10/19/2010

I Would Walk Five Hundred More



I wrote this a few years ago after an accident that nearly cost me my leg but never posted it. I guess it's time.


"Can I help you?" I keep getting asked.

Not at a store or in a restaurant or some other establishment where "Can I help you?" indicates a culturally sanctioned business arrangement. No, people keep saying this to me because I look like I actually require assistance.

I banged up my leg a week or so ago. It's all my own fault and I had it coming. I'll heal up pretty well, save for a scar, in another week or so. In the meantime, my knee is badly swollen, making walking awkward and a bit uncomfortable. This being the case I am temporarily using a cane and ambulating with an inelegant gait. This has led a number of people, mostly strangers but even a few friends, to exercise their limited samaritanism and offer to help me move about, again and again and again.

It's not that I don't appreciate the good will of those around me. I do, in fact, appreciate it very much. I'm privileged to have so many people about me on a daily basis that are willing to concern and even inconvenience themselves on my behalf. On the other hand, I'm injured, not crippled. I need to move about under my own power, without assistance, because I should be the one to deal with my own inadequacies and I am the one who should deal with the consequences of my own actions.

The big issue, really, is one of pride. Permanently injured or not, to suggest that one is not capable, as offering help does, bruises the ego. It is important, to me at least, that everyone understand that I am not less of a person because I walk with a different stride or because I need to pace in a circle every so often to keep my knee from stiffening. It is vitally important that I prove to others and to myself that my injury, however temporary, can't keep me down. It hurts, just a bit, when someone insinuates, even unintentionally, that I may be less than who I was two weeks ago.

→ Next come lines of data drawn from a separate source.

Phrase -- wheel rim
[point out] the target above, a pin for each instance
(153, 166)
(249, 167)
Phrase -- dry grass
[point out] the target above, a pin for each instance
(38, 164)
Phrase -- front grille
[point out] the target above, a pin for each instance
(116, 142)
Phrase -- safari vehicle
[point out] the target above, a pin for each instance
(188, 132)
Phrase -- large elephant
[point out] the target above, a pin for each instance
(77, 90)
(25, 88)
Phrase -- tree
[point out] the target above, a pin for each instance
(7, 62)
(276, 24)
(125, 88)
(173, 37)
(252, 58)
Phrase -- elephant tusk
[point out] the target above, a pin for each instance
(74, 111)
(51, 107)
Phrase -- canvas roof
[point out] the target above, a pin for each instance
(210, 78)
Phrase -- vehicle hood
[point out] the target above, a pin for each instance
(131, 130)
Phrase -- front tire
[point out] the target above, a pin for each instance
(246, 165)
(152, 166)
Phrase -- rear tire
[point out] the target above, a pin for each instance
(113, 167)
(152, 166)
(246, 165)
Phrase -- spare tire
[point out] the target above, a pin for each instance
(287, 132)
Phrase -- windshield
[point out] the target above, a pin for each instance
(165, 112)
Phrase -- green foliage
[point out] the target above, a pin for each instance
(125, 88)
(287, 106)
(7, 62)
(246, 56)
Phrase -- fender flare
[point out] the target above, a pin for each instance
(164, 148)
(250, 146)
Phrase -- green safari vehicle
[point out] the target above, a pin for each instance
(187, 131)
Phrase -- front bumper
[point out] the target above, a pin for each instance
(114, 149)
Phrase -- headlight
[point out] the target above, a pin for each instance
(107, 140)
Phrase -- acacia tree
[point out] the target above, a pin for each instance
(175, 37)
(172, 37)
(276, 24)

It's not that I'm ungrateful. It's that goodwill doesn't always take the form of charity. Sometimes goodwill needs to be faith in someone one's ability to overcome.

4 comments:

S.W. Anderson said...

FWIW, I doubt offers to help are meant even partially as a comment on your ability or inability to overcome an injury. I don't think they reflect conscious decision making about you or your situation by the person offering help.

Some of us are brought up to offer help when and where it looks like our help might be needed. It's almost a reflex. We're also brought up to believe it's good for us to be helpful. Doing so exercises one's more decent tendencies. Like anything, those can become weak and flaccid through lack of use.

So, even though someone offers you a hand, don't take it as being all about you. ;)

Tom Harper said...

At least nobody talked about you in the third person while you were right there in earshot :) (I'm assuming that, anyway.)

People in wheelchairs always complain about that. If they're with an attendant, other people talk only to the attendant. The waitress says "and what would he like?" People on the street say "Oh, how did this happen to him?"

Glad your leg recovered.

Ricardo said...

Well first off I'm glad you have made a complete recovery. I'm glad you decided to share this story after so many years.

I know what you mean about the pride thing. You want to do it all and show you are fine. I think this is a dude thing.

peony said...

If you are ever in such a situation again, remember the strangers don't know if this is a temporary injury or permanent condition and offering help is a kindness.

You were raised, as S W Anderson was, to offer help to someone who appeared to be having a difficulty.

The thing to remember is it's not about your ego, it's about being helpful. All you need to say is "Thank you, I appreciate the the offer but I need to exercise it for the injury to heal."